Enfin, l'absence d'occupation de ces logements, qui ne trouvent pas de locataires du fait de leur inadaptation aux besoins locaux, conduit en général à leur dégradation du fait de l'absence d'entretien. Ainsi, les bailleurs sociaux ont fait état d'immeubles construits grâce à la défiscalisation qu'ils ont été amenés à reprendre en main parce que, du fait de leur non occupation, ils devaient faire l'objet d'une réhabilitation.

Saint-Denis de La Réunion : exemple de construction défiscalisée haut de gamme récente ne trouvant pas de locataires

Saint-Denis de La Réunion : exemple de construction défiscalisée dont les studios et T2 ne trouvent pas de locataires

3. Un dispositif qui pénalise le logement social

L'ensemble des interlocuteurs rencontrés par votre rapporteur spécial estime que la défiscalisation sur le logement libre a conduit les entreprises de construction à être moins disponibles pour les opérations de logement social . Les risques de retards de paiement dans les opérations de logement social, dus notamment à l'écart entre les AE et les CP de la LBU, expliquaient en partie le fait que les entreprises de construction privilégiaient les chantiers de la défiscalisation et du logement libre. Une mission d'audit de modernisation a rendu en mars 2006 un rapport sur la politique du logement social outre-mer qui confirme que « les opérations de défiscalisation créent un effet d'éviction majeur à l'égard des opérations de logement social » 15 ( * ) .

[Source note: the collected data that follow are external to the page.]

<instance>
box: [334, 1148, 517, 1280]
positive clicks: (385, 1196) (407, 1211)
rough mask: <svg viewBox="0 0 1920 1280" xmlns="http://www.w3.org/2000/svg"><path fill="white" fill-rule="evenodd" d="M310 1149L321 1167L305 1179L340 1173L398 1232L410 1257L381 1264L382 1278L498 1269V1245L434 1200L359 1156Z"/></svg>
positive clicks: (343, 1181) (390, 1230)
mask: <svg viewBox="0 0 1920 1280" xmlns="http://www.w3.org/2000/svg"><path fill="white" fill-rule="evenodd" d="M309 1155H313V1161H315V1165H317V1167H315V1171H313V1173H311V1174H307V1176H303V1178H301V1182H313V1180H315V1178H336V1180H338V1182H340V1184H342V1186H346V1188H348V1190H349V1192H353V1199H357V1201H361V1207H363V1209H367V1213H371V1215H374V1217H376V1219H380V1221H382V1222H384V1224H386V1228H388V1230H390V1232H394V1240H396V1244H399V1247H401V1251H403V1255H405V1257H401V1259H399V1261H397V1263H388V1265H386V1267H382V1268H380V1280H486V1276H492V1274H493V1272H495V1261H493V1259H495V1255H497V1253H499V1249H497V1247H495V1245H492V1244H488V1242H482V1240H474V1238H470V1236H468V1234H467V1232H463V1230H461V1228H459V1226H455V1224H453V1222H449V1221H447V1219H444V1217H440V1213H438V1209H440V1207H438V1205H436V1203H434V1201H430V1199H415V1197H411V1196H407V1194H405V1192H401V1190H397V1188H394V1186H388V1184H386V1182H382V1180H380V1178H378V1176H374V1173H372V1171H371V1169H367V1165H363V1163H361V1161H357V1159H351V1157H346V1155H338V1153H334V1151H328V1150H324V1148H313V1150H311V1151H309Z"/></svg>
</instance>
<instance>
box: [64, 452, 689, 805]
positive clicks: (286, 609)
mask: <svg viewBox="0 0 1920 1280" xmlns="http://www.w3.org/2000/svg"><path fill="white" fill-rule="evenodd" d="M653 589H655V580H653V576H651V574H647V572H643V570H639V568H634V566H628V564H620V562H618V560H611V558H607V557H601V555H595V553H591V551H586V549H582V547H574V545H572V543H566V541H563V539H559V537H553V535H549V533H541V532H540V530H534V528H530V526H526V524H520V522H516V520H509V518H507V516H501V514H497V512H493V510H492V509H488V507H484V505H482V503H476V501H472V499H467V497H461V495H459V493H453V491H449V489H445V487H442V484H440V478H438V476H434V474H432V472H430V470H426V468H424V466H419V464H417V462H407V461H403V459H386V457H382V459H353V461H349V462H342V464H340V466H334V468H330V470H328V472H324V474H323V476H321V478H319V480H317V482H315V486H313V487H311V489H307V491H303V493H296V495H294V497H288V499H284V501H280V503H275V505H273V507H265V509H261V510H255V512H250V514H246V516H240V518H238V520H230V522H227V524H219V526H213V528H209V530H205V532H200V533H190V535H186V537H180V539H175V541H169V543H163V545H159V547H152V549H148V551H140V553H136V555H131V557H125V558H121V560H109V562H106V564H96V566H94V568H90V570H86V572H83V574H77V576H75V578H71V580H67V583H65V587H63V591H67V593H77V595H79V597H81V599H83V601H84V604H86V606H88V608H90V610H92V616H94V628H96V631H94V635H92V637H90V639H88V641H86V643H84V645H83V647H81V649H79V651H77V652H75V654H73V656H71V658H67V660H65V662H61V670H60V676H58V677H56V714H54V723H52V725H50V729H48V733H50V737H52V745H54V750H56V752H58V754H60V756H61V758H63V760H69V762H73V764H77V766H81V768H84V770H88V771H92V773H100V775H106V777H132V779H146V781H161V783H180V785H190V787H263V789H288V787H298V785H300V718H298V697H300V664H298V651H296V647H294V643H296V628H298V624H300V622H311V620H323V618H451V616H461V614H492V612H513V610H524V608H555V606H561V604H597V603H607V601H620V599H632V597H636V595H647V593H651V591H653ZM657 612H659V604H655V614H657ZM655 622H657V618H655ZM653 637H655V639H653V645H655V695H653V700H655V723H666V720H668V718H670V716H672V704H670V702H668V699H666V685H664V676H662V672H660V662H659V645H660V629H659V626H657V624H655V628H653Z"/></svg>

A titre d'exemple, Mme Véronique Douyère, directrice générale de la société d'habitations à loyer modéré de La Réunion (SHLMR) a indiqué à votre rapporteur spécial que sur les 13 plus récents appels d'offre lancés par sa société, 11 étaient restés sans réponse car les entreprises de construction étaient déjà occupées par des opérations de défiscalisation en logement libre.

* 4 Loi n° 2003-660 du 21 juillet 2003 de programme pour l'outre-mer.

* 5 Article 199 undecies A du code général des impôts.

* 6 Article 217 undecies du code général des impôts.

* 7 Voir le rapport n° 296 (2002-2003) sur la loi de programme pour l'outre-mer du 21 juillet 2003, fait par M. Roland du Luart au nom de la commission des finances, déposé le 14 mai 2003.

* 8 Projets annuels de performances « Outre-mer » annexé au projet de loi de finances pour 2008.

* 9 Rapport spécial n° 91 - Tome III - Annexe 18 (2007-2008), « Loi de finances pour 2008 - Outre-mer », Henri Torre.

* 10 Loi de programme pour l'outre-mer n° 2003-660 du 21 juillet 2003.

* 11 Article 46 AG duodecies du code général des impôts, annexe 3.

* 12 Voir photo page 21.

* 13 Terme utilisé pour désigner la diminution du nombre de familles ultramarines qui cohabitent sur plusieurs générations.

* 14 Voir photos pages 21 et 22.

* 15 Mission d'audit de modernisation de l'inspection générale des finances, du conseil général des Ponts et Chaussées et de l'inspection générale de l'administration, rapport sur la politique du logement social outre-mer (DOM et Mayotte), mars 2006.